Great White Shark Sightings around Seal Island

written by Monique Fallows

Posted on Tuesday, 26 April 2011

Chris & I had been away the week before this on board a 6 Star Cruise Ship, Serenity, where Chris was invited as a guest speaker. Needless to say the 6 star treatments was something completely new for us, especially after just camping in very rough conditions in the Himalayas! We weren’t complaining and had an amazing time on board enjoying both the exquisite food (!) and very interesting lectures by other guest speakers.

While we were away “White Pointer” was operating as per normal and Poenas and our team had some amazing shark sightings for this time of the year as well as great sightings of a large school of dolphin throughout the week.

Sunday ,17 April, was our first day back at Seal Island. We were welcomed back by a strong South East wind which meant hiding in the lee at the Northern side of the Island. The sharks were excellent and we ended up with 6 different animals throughout the day.

The following day we were automatically expecting good sharks, never a good thing to do! The day started off badly with Chris having terrible effects from food poisoning (argh!) and then 2 brief sightings of sharks around the boat.

I guess it is important to remember that Great White Sharks are very rare animals and any sightings we have of them is a good one. I really learned this lesson well whilst in India. 7 days of our trip was spent in Khana National Park and our main focus was to see a Tiger. We had 2 sightings on 14 game drives. Bearing in mind that Great whites are said to be rarer than Tigers to see 2 sharks on a morning is still really good.

The following day we also had brief sightings but had 4 different sharks up at the boat. 

When we operate we always try to provide a marine safari experience so seeing dolphin on these slower shark days really is a highlight as well as getting close to the seal colony on Seal Island.

On the 20th we had a small cold front approach Cape Town and although it was pretty miserable at sea we got to see the first few predatory events of the season. 

The following day we had a very large 2 meter swell at the Island. The swell was coming directly into the bay and this meant a slow rolling sea at the Island. Big swell is normally not good for seeing good numbers of sharks and by 11am when there was still no sign of sharks we were all a little worried!

We were only going to give it a little while longer when a fantastic male shark of about 3.3 meters came up to the boat. He was very interactive and stayed with us for about 30 minutes. With each pass he would come up very close to the boat and made quite a few surface lunges for the bait and decoy. Everyone wanting to dive also got great views of him from the cage. The day was made even better by coming across a school of 600 common dolphin on the way back to Simonstown.

On Friday we had a very short trip which was a Private Charter.
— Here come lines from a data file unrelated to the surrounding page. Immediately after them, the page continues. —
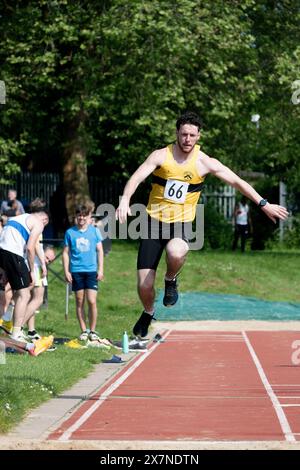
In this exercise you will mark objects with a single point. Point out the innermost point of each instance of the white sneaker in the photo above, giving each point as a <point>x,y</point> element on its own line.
<point>20,337</point>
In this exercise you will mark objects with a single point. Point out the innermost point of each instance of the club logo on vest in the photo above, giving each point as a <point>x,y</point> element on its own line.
<point>188,176</point>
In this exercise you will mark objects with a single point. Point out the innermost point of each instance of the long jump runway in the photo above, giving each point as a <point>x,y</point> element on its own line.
<point>199,386</point>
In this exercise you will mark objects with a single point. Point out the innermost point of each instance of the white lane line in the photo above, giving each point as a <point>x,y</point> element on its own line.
<point>289,436</point>
<point>103,397</point>
<point>291,404</point>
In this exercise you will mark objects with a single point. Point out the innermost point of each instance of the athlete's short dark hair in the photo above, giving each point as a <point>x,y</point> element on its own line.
<point>189,118</point>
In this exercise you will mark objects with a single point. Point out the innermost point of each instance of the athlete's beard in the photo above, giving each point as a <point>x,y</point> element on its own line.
<point>182,149</point>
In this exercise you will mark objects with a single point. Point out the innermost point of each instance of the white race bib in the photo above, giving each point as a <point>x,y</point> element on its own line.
<point>176,191</point>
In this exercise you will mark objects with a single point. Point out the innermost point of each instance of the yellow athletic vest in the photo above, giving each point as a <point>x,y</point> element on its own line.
<point>176,189</point>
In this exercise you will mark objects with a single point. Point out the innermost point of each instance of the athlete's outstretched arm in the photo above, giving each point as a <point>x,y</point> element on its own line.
<point>215,167</point>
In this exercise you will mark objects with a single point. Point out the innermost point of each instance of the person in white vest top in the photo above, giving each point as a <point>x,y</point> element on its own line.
<point>18,242</point>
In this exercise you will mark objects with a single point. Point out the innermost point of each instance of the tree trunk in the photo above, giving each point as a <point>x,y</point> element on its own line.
<point>75,179</point>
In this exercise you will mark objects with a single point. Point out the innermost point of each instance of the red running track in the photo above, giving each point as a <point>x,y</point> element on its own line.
<point>212,386</point>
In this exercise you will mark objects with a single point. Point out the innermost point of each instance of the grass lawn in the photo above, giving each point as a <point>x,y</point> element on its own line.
<point>25,381</point>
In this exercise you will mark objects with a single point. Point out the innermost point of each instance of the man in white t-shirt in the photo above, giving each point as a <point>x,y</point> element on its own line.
<point>242,224</point>
<point>18,241</point>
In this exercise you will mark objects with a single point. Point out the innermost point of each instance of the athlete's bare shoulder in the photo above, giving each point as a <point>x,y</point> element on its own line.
<point>204,163</point>
<point>34,223</point>
<point>158,156</point>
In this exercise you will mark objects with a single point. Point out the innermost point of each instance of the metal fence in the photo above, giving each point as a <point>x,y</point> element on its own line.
<point>102,190</point>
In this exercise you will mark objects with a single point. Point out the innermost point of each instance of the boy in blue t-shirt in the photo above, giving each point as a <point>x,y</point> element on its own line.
<point>83,259</point>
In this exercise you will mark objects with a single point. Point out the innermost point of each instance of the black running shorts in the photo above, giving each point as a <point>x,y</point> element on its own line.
<point>16,270</point>
<point>159,234</point>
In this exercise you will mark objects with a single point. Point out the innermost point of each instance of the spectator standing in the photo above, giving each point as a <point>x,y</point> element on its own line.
<point>242,224</point>
<point>83,259</point>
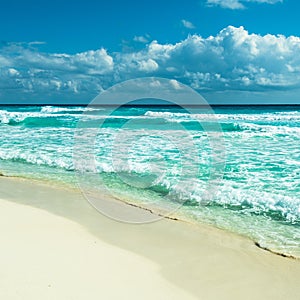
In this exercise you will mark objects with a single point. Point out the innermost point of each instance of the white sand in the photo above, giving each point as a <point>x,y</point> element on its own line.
<point>54,245</point>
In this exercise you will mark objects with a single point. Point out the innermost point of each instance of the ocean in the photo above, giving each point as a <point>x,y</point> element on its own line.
<point>169,158</point>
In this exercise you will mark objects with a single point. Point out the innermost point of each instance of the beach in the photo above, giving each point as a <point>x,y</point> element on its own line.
<point>54,245</point>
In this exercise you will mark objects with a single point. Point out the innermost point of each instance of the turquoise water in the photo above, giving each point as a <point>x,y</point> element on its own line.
<point>259,195</point>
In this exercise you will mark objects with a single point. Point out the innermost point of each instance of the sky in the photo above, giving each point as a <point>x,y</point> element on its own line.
<point>230,51</point>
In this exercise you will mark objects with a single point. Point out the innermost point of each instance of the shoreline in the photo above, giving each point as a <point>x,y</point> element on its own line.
<point>173,215</point>
<point>57,238</point>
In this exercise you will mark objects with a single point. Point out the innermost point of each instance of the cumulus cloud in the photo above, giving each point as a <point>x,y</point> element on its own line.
<point>238,4</point>
<point>232,60</point>
<point>141,39</point>
<point>187,24</point>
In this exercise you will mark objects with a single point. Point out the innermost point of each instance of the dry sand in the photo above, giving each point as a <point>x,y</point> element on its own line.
<point>54,245</point>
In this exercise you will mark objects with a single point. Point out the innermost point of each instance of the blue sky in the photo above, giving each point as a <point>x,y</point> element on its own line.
<point>231,51</point>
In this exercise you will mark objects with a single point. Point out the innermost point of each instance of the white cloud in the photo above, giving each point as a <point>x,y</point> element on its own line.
<point>141,39</point>
<point>187,24</point>
<point>232,60</point>
<point>238,4</point>
<point>231,4</point>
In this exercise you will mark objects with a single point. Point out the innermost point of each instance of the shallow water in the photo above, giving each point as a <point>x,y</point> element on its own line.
<point>161,154</point>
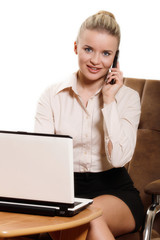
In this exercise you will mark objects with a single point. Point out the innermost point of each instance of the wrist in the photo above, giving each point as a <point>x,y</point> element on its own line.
<point>108,100</point>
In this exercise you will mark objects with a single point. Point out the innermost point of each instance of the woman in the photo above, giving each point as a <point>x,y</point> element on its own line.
<point>102,118</point>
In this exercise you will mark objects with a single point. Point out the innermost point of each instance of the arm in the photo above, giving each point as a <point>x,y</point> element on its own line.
<point>120,120</point>
<point>44,119</point>
<point>120,129</point>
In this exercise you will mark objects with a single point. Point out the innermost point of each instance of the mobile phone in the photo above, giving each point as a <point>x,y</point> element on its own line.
<point>115,65</point>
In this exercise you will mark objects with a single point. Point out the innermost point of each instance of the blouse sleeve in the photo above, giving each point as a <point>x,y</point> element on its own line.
<point>44,119</point>
<point>120,127</point>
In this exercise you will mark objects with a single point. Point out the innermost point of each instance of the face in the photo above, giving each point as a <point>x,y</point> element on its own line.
<point>96,51</point>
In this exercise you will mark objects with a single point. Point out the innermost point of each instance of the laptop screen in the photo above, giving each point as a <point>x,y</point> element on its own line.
<point>36,167</point>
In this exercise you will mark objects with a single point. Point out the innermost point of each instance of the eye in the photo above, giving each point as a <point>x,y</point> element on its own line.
<point>106,53</point>
<point>88,49</point>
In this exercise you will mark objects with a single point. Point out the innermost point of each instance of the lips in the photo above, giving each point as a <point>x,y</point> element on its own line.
<point>93,69</point>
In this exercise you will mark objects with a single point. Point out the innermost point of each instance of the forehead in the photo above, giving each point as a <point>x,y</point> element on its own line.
<point>98,39</point>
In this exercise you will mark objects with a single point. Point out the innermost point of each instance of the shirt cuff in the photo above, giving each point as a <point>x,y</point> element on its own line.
<point>112,124</point>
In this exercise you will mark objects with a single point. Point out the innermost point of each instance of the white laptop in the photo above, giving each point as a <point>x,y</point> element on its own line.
<point>36,174</point>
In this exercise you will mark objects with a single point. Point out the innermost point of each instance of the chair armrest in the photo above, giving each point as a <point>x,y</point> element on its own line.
<point>153,188</point>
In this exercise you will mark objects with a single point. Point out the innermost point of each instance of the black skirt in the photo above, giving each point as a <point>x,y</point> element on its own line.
<point>116,182</point>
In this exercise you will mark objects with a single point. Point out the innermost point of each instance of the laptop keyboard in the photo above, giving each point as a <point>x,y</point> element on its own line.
<point>77,203</point>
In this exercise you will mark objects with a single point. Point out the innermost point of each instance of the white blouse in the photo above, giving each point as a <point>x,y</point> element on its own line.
<point>61,111</point>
After towing the decoy with no luck we ended up at the Northern side of the Island. As I was retrieving the decoy Chris spotted a curious shark that was investigating a large piece of kelp (seaweed) on the surface. We raced over and in a space of 10 minutes we identified 3 different sharks looking at the kelp. Really interesting!

These were all sharks that we had not seen during the week and it looked like things were picking up again.





We were only going to give it a little while longer when a fantastic male shark of about 3.3 meters came up to the boat.

On Saturday the sightings were good again and we had 6 different sharks at the boat.

It just goes to show how wildlife activity works in cycles and most probably depends on environmental conditions, sometimes so subtle that we don’t pick up on the changes.

We have had 2 cold fronts hit Cape Town since Saturday afternoon and with the big swell following this we are not sure how much we will be able to get out this week. No doubt the huge shift of water would have greatly changed things in False Bay since we were last at sea.

Hopefully the changes will be for the good and we will continue to have great early season shark sightings!